I’ve been blogging for years. Today is the first time in a long time I came very close to completely forgetting to do it. I blame my fall schedule. I’m packed full of conferences, classes, workshops, and doing minor things like revising an entire novel. I’m at the point where I wander around muttering about random things on my to-do list.
I spoke at the Burnaby library this past Saturday doing a workshop for teen writers and it was fantastic. I have another talk scheduled with four other YA writers for this coming Saturday so if you are in the Greater Vancouver area come check it out.

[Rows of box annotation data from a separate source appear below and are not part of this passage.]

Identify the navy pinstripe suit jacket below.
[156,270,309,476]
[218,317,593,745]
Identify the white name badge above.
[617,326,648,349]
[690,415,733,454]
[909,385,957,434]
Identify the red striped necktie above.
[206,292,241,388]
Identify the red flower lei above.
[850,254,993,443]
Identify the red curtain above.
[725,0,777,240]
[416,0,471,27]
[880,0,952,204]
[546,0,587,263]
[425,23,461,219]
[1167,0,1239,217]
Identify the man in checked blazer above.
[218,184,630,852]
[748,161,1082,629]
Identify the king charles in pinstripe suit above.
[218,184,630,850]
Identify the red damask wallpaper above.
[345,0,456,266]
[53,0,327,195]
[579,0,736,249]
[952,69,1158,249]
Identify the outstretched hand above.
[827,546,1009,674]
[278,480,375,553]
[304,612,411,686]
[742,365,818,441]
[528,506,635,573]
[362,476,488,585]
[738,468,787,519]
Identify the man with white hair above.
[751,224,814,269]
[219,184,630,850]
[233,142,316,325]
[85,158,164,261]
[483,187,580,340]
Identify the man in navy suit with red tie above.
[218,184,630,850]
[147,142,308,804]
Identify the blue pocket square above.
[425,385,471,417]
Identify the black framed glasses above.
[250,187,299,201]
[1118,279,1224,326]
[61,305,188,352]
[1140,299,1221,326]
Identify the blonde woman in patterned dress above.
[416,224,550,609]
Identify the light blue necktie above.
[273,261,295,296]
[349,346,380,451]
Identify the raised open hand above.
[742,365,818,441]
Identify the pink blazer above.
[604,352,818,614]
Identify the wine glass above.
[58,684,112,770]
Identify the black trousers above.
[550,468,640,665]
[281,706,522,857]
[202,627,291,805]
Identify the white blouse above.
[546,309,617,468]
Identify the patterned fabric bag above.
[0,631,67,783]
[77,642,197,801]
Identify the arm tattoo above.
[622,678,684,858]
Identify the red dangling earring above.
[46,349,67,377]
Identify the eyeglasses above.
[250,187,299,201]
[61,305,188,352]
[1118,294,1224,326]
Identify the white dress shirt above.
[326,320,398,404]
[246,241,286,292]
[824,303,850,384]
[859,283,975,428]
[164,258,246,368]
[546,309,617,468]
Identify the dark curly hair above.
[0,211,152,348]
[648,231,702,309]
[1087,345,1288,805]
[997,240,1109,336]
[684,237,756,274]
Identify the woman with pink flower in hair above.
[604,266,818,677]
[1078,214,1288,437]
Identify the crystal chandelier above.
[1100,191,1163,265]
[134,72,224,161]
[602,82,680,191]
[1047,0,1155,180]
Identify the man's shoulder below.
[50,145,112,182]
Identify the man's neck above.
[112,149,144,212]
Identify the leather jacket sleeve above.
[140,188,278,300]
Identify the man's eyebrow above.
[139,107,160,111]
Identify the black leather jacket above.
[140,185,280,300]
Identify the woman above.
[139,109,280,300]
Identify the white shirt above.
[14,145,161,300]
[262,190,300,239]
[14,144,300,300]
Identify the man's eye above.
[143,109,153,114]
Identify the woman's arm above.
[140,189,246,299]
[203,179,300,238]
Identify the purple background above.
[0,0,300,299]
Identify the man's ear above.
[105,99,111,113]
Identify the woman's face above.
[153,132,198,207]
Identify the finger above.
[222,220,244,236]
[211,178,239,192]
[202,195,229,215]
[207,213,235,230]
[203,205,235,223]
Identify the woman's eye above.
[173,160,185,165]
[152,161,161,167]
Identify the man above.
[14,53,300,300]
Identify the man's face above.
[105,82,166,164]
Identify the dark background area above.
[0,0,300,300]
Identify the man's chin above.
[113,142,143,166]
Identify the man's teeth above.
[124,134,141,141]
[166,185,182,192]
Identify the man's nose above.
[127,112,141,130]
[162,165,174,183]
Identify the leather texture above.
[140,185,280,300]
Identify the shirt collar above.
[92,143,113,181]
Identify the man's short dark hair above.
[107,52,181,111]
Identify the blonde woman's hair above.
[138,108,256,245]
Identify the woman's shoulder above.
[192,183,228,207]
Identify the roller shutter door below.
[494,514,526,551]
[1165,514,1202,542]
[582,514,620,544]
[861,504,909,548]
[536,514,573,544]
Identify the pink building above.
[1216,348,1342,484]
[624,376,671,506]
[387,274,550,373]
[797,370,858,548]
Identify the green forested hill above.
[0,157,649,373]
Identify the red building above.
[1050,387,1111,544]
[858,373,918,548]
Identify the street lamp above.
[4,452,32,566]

It’s going to be great – we’ve got David’s teas coming, Kidsbooks, and of course a whack of fun writers talking about writing and publishing. You never know what humiliating stories we may share so hope to see you there.
In other writing/publishing/tooting my own horn news – my book USED TO BE, is on sale $4.99 for the ebook. Get thee to an online retailer.
Halloween this week. We get a lot of kids stopping by Chez Cook. Last year the count was just under 200. I’m quite certain in the Vancouver area there is a map with our neighbourhood marked as “good candy given out here.” No single wrapped carmel or cheap penny candy. No sir, we go all fun size chocolate. One of our neighbours gives out full sized candy bars. Kids come by the van load. Another neighbour was agitated saying she thinks the kids should have to show ID because she knows lots of kids that come are not from our neighbourhood. Really? Now we have the candy immigration police? How about you just turn off your light and skip the fun. When you begrudge little kids dressed up in cute outfits a sugar high, I declare you officially to be a Mrs. McCranky-pants and most likely to find your trees decorated with toilet paper. Lighten up.
Our dog Cairo is not a fan of Halloween. He dislikes when people come to the door. He’s also not crazy about all of the following, not in any particular order: the vacuum, squirrels, pine cones that fall from the tree, grapes, having his teeth brushed, skunks, strange sounds from the other side of the fence, babies crying, the dog that lives next door, and the remote control. I have the only dog in the world who is spooked by a TV remote. If he drank I’d get him liquored up on bourbon and let him sleep off the night, but alas this is not an option.
Hope everyone has a great Halloween!